Global heat waves are fossil fuel-driven climate chaos

Greenpeace

Unprecedented danger caused by heat waves and extreme weather will continue to be the new normal if we don't take urgent action to stop fossil fuel-driven climate change.

From England and China, to India and North Africa, the United States and even the Arctic, record-breaking heat waves are annually putting lives, livelihoods, and communities at risk. The soaring temperatures not only pose individual health dangers, but they also put entire ecosystems and communities at increased risk of wildfires, droughts, and failures of power grids.

In response to the widespread surge of deadly heat waves around the world, the proMETEO Seville Project took an unprecedented step after a record-breaking high temperatures in Spain in July 2022: They began naming heat waves - in the same manner as storms such as hurricanes - to raise public awareness about the grave dangers posed by extreme heat. There were more than 1,000 deaths in Spain attributable to high temperatures from July 10 to July 19, according to the Carlos III Institute.

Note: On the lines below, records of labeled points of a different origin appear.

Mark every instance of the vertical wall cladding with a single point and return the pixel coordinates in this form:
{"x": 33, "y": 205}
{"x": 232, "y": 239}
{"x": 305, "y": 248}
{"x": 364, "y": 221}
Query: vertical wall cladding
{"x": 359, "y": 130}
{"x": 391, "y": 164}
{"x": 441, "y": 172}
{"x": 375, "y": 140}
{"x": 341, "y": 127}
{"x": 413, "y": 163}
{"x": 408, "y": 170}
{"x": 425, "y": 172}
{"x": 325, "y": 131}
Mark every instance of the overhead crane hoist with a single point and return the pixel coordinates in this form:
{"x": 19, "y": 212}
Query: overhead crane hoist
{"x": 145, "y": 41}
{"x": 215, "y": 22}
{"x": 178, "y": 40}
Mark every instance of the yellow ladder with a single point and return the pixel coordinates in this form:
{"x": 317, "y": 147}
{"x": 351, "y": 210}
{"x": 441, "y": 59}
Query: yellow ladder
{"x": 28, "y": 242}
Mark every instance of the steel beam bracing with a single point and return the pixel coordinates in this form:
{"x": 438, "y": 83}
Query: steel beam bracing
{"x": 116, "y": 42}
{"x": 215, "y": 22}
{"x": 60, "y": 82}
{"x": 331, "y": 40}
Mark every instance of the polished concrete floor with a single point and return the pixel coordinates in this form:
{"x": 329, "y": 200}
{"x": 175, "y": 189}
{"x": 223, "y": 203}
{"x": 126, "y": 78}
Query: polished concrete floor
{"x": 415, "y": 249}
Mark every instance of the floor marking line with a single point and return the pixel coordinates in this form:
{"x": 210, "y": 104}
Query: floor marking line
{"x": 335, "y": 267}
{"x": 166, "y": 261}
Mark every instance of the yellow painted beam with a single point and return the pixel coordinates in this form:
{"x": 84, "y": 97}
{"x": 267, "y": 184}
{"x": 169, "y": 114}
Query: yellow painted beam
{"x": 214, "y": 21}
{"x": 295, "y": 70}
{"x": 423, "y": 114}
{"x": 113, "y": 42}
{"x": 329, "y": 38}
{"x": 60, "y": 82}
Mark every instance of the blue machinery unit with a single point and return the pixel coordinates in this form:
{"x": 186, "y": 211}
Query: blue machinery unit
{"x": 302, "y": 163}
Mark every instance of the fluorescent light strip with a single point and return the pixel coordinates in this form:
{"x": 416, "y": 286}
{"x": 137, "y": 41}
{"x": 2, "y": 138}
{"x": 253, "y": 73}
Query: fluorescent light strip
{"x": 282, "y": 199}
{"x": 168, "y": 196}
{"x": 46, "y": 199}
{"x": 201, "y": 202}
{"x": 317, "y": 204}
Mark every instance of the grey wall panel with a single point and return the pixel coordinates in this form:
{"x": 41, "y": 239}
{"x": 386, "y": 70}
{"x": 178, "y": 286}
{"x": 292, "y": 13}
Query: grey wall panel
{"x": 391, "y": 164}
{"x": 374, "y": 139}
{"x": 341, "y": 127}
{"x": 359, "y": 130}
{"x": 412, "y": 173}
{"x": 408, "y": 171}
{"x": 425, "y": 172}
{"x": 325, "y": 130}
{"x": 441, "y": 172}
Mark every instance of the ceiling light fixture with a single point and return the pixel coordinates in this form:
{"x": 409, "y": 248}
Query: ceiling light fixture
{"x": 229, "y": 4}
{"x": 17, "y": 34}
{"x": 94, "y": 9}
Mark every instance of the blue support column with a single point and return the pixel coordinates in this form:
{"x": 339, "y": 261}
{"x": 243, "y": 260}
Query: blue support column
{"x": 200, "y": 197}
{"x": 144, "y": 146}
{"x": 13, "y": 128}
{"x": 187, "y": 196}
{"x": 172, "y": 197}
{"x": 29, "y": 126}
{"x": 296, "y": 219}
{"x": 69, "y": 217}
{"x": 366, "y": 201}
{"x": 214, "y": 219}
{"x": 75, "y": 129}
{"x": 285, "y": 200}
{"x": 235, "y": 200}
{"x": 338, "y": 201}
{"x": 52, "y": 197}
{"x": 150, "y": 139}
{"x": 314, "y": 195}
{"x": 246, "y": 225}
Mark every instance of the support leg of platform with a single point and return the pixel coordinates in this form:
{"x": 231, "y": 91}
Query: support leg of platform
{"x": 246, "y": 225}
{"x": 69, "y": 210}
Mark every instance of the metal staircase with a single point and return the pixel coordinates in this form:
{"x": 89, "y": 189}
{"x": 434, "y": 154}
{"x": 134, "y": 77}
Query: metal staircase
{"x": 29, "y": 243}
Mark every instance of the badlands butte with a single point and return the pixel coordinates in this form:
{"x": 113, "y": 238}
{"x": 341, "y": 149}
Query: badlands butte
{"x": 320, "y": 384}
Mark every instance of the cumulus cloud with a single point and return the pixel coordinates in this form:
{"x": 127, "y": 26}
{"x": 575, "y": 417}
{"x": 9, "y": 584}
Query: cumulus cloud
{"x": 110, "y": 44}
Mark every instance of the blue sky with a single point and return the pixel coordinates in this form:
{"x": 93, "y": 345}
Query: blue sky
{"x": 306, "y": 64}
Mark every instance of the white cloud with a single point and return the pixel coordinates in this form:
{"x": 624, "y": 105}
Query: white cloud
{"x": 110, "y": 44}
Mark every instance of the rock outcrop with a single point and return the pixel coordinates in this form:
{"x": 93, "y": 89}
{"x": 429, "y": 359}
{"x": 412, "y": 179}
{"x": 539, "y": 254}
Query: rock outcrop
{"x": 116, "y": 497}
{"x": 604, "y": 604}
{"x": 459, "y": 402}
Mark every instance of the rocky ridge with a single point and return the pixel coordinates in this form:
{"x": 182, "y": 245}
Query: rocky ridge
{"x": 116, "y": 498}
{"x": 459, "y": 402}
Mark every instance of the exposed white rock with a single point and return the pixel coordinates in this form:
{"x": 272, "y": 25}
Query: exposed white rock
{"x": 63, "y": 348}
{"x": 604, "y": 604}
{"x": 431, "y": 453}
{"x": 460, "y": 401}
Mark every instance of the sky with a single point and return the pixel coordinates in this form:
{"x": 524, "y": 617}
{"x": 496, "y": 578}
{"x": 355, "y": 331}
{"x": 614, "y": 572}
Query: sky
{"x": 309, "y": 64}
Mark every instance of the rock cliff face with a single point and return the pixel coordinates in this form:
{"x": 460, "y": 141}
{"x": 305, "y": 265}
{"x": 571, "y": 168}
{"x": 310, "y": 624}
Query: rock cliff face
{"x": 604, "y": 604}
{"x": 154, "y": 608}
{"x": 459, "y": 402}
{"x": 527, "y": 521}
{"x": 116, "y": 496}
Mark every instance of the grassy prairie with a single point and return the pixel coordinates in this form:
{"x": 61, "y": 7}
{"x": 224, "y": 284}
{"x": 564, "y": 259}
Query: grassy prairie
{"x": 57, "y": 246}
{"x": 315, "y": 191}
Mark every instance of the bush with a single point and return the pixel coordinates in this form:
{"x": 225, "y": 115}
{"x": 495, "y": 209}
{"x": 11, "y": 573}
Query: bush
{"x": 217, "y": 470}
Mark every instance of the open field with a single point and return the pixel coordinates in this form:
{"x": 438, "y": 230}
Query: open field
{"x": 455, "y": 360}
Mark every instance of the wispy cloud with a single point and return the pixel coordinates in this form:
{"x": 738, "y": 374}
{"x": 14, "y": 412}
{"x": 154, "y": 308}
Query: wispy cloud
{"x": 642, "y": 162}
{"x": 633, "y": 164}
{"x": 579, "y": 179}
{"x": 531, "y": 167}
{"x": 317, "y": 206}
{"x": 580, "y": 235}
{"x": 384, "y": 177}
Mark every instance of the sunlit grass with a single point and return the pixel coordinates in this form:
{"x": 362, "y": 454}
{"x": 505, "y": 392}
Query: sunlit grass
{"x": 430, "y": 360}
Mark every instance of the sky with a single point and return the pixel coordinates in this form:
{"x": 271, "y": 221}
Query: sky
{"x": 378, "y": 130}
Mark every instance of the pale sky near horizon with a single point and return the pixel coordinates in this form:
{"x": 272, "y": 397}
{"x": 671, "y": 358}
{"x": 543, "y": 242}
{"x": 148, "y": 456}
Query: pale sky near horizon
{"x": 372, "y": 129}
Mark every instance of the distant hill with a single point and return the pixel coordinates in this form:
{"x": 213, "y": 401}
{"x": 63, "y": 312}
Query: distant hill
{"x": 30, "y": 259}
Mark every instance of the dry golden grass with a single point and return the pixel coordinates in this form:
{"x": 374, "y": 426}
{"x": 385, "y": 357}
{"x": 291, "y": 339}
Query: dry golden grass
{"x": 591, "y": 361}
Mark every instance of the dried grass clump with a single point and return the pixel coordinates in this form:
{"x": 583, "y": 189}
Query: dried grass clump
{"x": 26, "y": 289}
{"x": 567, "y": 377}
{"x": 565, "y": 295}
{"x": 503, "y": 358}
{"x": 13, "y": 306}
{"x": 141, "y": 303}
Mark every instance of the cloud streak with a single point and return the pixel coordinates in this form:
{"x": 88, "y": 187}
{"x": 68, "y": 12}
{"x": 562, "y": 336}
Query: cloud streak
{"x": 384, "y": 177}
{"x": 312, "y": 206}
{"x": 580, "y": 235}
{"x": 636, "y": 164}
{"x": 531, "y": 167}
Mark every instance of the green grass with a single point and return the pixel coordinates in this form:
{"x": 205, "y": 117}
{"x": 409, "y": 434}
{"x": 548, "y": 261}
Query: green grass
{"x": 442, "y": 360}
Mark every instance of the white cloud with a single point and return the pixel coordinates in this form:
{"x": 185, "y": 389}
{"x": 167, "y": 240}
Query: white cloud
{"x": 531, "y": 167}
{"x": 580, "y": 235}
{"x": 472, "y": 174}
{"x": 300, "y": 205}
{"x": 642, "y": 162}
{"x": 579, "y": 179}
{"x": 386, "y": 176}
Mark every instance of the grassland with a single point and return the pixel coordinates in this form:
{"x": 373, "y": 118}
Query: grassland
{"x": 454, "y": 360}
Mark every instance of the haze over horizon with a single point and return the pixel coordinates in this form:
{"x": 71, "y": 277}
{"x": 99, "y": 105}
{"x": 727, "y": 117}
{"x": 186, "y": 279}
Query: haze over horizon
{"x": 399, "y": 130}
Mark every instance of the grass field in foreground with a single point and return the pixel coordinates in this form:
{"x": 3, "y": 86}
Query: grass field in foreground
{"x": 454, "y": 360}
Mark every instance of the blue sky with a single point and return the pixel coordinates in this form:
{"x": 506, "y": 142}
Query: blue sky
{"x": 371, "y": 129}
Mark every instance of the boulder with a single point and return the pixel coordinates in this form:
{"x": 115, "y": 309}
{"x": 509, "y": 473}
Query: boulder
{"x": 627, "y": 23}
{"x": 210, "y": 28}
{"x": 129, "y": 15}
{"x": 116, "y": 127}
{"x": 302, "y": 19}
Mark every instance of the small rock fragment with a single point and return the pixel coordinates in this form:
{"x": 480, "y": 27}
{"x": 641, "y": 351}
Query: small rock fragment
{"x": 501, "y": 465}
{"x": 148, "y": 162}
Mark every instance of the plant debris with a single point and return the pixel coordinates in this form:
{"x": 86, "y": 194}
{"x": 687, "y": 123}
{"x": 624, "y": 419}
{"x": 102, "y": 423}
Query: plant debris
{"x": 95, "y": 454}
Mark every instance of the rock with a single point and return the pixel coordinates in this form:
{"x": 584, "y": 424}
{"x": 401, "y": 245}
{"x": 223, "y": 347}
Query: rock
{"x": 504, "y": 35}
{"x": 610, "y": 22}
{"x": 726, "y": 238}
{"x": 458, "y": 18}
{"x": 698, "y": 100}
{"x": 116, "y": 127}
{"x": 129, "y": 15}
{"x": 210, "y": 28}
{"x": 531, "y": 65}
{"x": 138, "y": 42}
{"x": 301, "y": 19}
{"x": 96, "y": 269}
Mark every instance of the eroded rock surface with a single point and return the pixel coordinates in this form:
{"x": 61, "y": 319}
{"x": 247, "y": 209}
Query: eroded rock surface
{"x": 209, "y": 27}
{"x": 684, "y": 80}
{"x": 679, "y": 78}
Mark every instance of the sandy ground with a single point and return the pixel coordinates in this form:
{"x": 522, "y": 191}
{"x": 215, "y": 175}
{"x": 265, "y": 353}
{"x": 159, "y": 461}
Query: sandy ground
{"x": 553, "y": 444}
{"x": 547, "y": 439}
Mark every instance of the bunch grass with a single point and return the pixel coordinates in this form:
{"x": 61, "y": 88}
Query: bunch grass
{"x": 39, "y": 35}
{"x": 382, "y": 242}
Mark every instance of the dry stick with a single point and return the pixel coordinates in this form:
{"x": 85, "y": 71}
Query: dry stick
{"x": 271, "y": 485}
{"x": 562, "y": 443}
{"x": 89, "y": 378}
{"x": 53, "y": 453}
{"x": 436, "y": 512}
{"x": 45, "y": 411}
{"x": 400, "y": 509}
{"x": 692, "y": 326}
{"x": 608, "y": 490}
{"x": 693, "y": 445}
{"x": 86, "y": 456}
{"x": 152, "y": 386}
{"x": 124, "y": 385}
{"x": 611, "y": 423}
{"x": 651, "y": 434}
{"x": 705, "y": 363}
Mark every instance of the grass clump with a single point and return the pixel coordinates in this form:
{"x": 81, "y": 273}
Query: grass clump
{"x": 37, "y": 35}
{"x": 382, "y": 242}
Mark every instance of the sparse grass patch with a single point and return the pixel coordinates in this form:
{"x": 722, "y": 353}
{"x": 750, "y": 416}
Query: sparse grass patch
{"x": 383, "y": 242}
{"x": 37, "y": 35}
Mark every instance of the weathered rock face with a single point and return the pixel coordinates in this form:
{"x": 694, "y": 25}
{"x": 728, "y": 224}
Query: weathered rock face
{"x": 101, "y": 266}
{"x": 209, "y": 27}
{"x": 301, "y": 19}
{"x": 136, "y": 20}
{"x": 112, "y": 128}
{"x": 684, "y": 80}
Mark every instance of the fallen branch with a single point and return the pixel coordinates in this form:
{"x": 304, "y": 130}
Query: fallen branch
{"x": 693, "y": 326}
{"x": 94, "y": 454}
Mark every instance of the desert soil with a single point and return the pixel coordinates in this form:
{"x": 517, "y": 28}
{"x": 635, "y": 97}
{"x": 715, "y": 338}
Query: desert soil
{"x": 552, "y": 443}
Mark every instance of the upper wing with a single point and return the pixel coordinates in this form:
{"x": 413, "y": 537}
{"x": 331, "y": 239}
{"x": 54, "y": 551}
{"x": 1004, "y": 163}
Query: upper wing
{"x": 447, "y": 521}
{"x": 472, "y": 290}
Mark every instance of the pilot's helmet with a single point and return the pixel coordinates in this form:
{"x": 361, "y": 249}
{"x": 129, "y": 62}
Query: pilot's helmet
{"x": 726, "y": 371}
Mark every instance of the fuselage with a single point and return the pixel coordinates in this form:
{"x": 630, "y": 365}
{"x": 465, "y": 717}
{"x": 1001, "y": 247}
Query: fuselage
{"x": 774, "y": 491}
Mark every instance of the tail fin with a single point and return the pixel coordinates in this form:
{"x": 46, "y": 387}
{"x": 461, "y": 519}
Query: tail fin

Amid a global climate crisis catalyzed by fossil fuels, such tragic loss of life related to heat waves is becoming alarmingly common. In July 2021, nearly 600 people died in British Columbia in Canada with hundreds more perishing in the Pacific Northwest of the United States due to the same historically extreme heat wave.

As is so often the case, the most intense impacts of the climate crisis are often experienced by those least responsible for the carbon emissions exacerbating extreme weather events. These communities urgently need empathy, aid, and climate action. The entire global community needs to demand that fossil fuel companies and corporate polluters stop accelerating climate change with reckless, profit-hungry drilling and burning of coal, oil, and gas.

What is happening?

The fossil-fueled climate crisis means temperatures are soaring around the world, setting unwanted records year after year.

In 2022, the United Kingdom had its joint hottest June through August on record, which included the first-ever "red warning" for extreme heat issued by the Met Office.

Meanwhile, India experienced its hottest weather in 122 years in 2022.